Assuming the 90 days horizon Guggenheim Styleplus is expected to under-perform the American Beacon. But the mutual fund apears to be less risky and, when comparing its historical volatility, Guggenheim Styleplus is 1.85 times less risky than American Beacon. The mutual fund trades about -0.07 of its potential returns per unit of risk. The American Beacon Ark is currently generating about -0.02 of returns per unit of risk over similar time horizon. If you would invest  2,258  in American Beacon Ark on October 9, 2025 and sell it today you would lose (19.00) from holding American Beacon Ark or give up 0.84% of portfolio value over 90 days.
Time Period3 Months [change]
DirectionMoves Together 
StrengthInsignificant
Accuracy100.0%
ValuesDaily Returns

Guggenheim Styleplus   vs.  American Beacon Ark

 Performance 
       Timeline  
Guggenheim Styleplus 

Risk-Adjusted Performance

Weak

 
Weak
 
Strong
Compared to the overall equity markets, risk-adjusted returns on investments in Guggenheim Styleplus are ranked lower than 1 (%) of all funds and portfolios of funds over the last 90 days. In spite of fairly strong technical and fundamental indicators, Guggenheim Styleplus is not utilizing all of its potentials. The current stock price disturbance, may contribute to short-term losses for the investors.
American Beacon Ark 

Risk-Adjusted Performance

Weakest

 
Weak
 
Strong
Over the last 90 days American Beacon Ark has generated negative risk-adjusted returns adding no value to fund investors. In spite of latest weak performance, the Fund's basic indicators remain strong and the current disturbance on Wall Street may also be a sign of long term gains for the fund investors.

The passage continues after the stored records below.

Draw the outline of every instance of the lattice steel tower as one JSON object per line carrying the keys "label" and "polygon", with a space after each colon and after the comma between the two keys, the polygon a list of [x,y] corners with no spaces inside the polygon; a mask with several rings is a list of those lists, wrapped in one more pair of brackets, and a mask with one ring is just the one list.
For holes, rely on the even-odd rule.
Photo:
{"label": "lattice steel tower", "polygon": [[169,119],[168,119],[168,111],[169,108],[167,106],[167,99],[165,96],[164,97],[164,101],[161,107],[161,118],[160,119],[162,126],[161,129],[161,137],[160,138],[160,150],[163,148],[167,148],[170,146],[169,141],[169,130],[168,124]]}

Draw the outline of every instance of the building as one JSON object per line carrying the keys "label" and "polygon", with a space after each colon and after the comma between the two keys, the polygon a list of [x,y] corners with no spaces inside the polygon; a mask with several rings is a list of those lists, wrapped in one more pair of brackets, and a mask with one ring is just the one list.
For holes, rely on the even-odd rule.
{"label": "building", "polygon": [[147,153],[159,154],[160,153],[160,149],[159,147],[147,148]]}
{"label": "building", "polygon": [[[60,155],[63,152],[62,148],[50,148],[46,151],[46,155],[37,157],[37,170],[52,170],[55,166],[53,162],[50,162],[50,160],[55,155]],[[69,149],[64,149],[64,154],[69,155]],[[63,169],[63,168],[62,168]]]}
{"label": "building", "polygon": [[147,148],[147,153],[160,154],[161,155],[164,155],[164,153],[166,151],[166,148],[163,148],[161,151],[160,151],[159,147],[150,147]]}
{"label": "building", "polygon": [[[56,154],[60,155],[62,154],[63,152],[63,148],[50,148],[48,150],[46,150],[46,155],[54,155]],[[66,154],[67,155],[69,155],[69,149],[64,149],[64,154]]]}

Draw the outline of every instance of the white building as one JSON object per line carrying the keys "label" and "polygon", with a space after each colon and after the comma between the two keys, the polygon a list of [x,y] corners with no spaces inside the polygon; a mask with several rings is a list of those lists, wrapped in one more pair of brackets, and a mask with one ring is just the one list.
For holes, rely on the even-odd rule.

Guggenheim Styleplus and American Beacon Volatility Contrast

   Predicted Return Density   
       Returns  

Pair Trading with Guggenheim Styleplus and American Beacon

The main advantage of trading using opposite Guggenheim Styleplus and American Beacon positions is that it hedges away some unsystematic risk. Because of two separate transactions, even if Guggenheim Styleplus position performs unexpectedly, American Beacon can make up some of the losses. Pair trading also minimizes risk from directional movements in the market. For example, if an entire industry or sector drops because of unexpected headlines, the short position in American Beacon will offset losses from the drop in American Beacon's long position.
The idea behind Guggenheim Styleplus and American Beacon Ark pairs trading is to make the combined position market-neutral, meaning the overall market's direction will not affect its win or loss (or potential downside or upside). This can be achieved by designing a pairs trade with two highly correlated stocks or equities that operate in a similar space or sector, making it possible to obtain profits through simple and relatively low-risk investment.
Check out your portfolio center.
Note that this page's information should be used as a complementary analysis to find the right mix of equity instruments to add to your existing portfolios or create a brand new portfolio. You can also try the Portfolio Volatility module to check portfolio volatility and analyze historical return density to properly model market risk.